AZT-TP accumulation causes mitochondrial dysfunction. A. AZT-TP accumulation severely decreases the mitochondrial membrane potential. H9c2 cells expressing WT or mutant TMPK were treated with 100 µM AZT (+) or left untreated (−) and mitochondrial membrane potential was monitored using the mitochondrial membrane potential sensor JC-1. The ratio of red to green JC-1 fluorescence intensity is shown. Data represent mean ± SEM (n = 3). *P < 0.05 and ***P < 0.0001 vs. mutant TMPK without AZT (−). B. AZT-TP accumulation increases ROS production. H9c2 cells expressing WT or mutant TMPK were treated with 100 µM AZT (+) or left untreated (−) and ROS levels were measured with the superoxide anion-specific fluorescent probe DHE; fluorescence intensity data are shown as mean ± SEM (n = 3). ***P < 0.0001 vs. mutant TMPK without AZT (−). C. AZT-TP accumulation causes mPTP opening. H9c2 cells expressing WT or mutant TMPK were treated with 100 µM AZT (+) or left untreated (−) and mPTP opening was measured with the calcein-cobalt method and is shown as a relative percentage (means ± SEM) of the control (n = 3). **P < 0.001 and ***P < 0.0001 vs. mutant TMPK without AZT (−). Statistical significance was evaluated by one-way analysis of variance with Bonferroni's multiple comparison post-hoc test.

Fig. 9

Ratio of mtDNA/nDNA is unaffected by AZT treatment.
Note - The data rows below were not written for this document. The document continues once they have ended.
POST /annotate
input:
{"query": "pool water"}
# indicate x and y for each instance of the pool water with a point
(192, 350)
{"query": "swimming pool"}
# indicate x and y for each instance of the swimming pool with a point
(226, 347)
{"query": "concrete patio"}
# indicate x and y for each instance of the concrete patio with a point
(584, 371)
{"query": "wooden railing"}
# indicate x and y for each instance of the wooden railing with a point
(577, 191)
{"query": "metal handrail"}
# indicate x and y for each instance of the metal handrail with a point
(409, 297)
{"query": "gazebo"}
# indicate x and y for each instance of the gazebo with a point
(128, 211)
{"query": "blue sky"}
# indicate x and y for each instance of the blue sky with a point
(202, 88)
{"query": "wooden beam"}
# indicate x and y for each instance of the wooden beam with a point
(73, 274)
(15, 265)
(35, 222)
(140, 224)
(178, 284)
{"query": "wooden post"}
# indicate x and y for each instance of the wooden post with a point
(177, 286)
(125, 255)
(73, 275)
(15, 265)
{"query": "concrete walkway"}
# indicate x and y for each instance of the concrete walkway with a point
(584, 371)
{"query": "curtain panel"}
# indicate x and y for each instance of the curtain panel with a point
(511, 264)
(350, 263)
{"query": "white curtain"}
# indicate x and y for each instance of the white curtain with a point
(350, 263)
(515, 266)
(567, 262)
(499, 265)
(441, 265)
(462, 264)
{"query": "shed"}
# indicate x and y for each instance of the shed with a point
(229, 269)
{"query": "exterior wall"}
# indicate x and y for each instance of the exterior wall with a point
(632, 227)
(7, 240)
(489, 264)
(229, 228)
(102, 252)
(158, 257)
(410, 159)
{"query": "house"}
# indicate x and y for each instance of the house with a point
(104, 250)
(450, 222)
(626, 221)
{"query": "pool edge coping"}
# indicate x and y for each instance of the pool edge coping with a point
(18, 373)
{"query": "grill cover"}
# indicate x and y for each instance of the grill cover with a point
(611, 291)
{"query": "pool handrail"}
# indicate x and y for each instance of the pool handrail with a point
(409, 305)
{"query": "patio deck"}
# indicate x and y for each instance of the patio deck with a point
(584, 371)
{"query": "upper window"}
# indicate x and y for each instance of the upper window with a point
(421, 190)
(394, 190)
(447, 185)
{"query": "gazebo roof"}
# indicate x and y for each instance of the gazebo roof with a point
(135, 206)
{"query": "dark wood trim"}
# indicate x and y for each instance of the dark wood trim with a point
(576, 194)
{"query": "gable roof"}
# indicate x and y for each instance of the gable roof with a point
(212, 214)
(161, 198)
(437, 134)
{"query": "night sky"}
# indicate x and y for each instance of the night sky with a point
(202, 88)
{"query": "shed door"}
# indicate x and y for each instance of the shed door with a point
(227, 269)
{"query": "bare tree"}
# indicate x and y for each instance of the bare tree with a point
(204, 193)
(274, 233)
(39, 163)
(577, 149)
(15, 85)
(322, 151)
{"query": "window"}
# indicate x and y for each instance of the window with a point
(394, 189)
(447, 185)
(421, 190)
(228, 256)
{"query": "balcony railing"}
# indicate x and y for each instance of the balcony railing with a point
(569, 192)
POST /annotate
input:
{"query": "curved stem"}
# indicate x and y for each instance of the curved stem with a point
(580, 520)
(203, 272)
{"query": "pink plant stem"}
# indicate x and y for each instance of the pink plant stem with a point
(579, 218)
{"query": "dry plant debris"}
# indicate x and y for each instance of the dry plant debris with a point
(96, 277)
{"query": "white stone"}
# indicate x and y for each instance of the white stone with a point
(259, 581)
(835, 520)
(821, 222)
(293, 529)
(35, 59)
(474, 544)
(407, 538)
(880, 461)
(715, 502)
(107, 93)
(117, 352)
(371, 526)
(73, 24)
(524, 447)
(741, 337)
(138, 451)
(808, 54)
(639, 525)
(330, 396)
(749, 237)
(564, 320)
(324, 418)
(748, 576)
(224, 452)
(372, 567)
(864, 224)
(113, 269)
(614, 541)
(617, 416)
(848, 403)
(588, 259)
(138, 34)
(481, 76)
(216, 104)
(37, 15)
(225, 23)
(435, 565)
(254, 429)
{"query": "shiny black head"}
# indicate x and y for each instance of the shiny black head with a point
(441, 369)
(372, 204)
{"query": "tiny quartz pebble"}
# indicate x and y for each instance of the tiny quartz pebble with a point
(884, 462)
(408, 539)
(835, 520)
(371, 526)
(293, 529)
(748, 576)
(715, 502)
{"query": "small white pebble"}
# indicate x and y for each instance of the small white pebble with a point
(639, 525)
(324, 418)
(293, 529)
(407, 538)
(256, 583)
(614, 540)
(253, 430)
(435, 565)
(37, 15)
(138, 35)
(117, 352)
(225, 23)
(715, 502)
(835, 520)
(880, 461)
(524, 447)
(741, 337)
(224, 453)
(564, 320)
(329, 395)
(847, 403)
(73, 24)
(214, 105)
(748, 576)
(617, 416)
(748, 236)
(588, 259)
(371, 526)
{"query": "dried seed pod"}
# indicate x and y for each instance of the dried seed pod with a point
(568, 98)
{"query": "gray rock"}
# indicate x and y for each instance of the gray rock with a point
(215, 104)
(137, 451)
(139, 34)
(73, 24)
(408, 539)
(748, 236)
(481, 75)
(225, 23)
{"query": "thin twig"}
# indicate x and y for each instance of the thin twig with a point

H9c2 cells expressing WT or mutant TMPK were treated with 100 µM AZT (+) or left untreated (−). A. Ratio of cytochrome oxidase (CO)1 to polymerase gamma 2 accessory subunit (PG2AS). B. Ratio of adenine dinucleotide hydride dehydrogenase (ND)1 to PG2AS. Data represent mean ± SEM (n = 3). Statistical significance was evaluated by one-way analysis of variance with Bonferroni's multiple comparison post-hoc test.